Dari Alhuwail is an assistant professor in the Department of Information Science, College of Computing Sciences and Engineering, Kuwait University. He also serves as an honorary faculty member at the College of Medicine at the University of Dundee supervising graduate students in health informatics. He actively conducts research in health informatics and has several publications in peer-reviewed journals. His research interests are broadly centered around the use, adoption, and implementation of health informatics applications.

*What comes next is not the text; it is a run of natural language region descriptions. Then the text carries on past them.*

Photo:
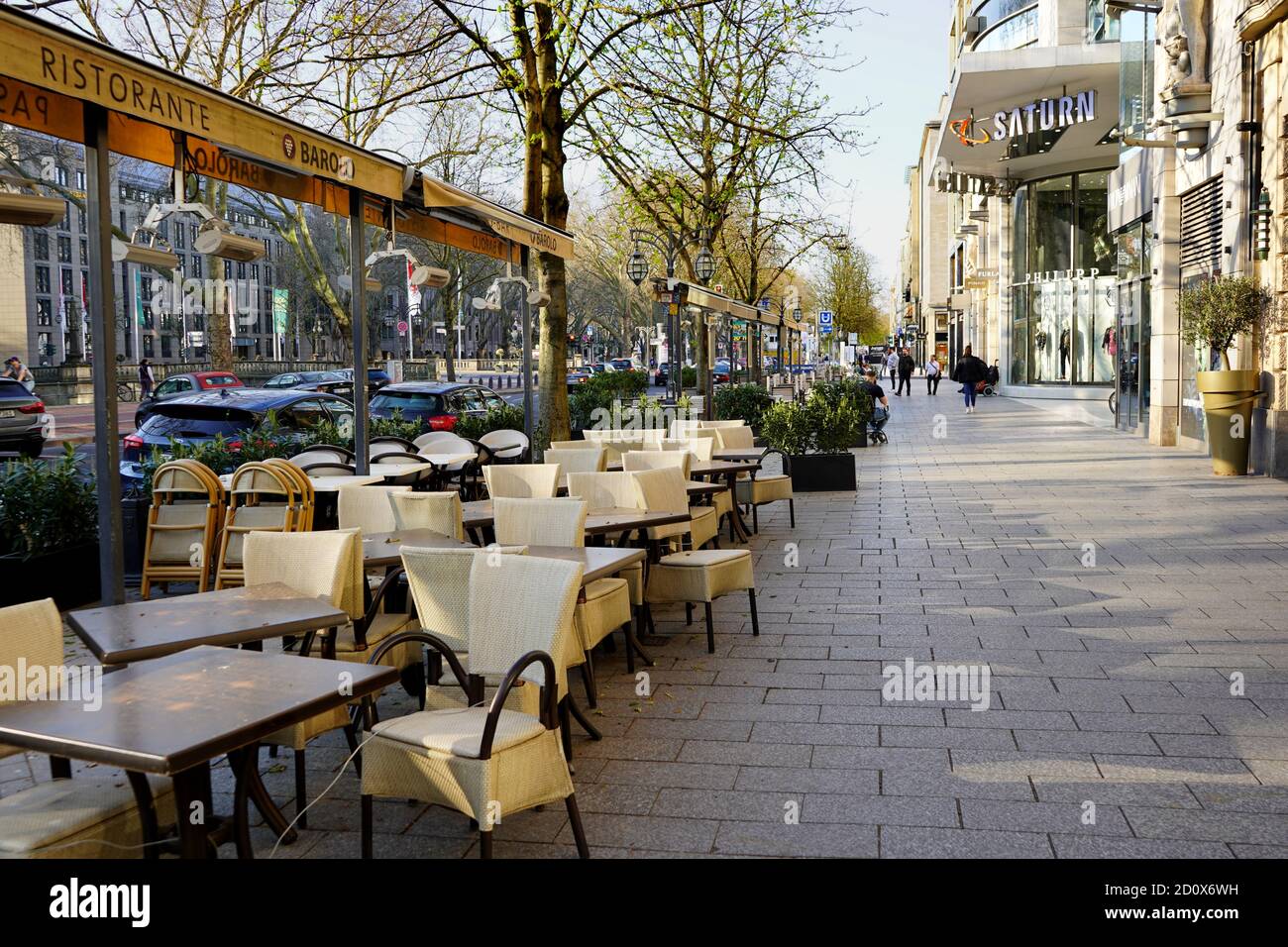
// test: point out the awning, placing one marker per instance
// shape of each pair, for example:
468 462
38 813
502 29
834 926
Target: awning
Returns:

Güneş Koru is an associate professor of information systems at the University of Maryland, Baltimore County. His research generally focuses on leveraging information technology in long-term and post-acute care. His team at the Health IT Lab at UMBC includes a number of undergraduate and graduate students funded through various projects. More information can be found at http://drkoru.us

Eun-Shim Nahm is a professor at the University of Maryland School of Nursing. Her research focuses on the use of technology-based interventions to promote the health of older adults. She has developed and implemented many ehealth interventions for older adults and is the recipient of multiple grant awards from the National Institutes of Health.

Footnotes

Authors’ Note: The study was performed in compliance with the World Medical Association Declaration of Helsinki on Ethical Principles for Medical Research Involving Human Subjects and was reviewed by the University of Maryland, Baltimore County's Institutional Review Board.

Declaration of Conflicting Interests: The author(s) declared no potential conflicts of interest with respect to the research, authorship, and/or publication of this article.

Funding: The author(s) received no financial support for the research and/or authorship of this article.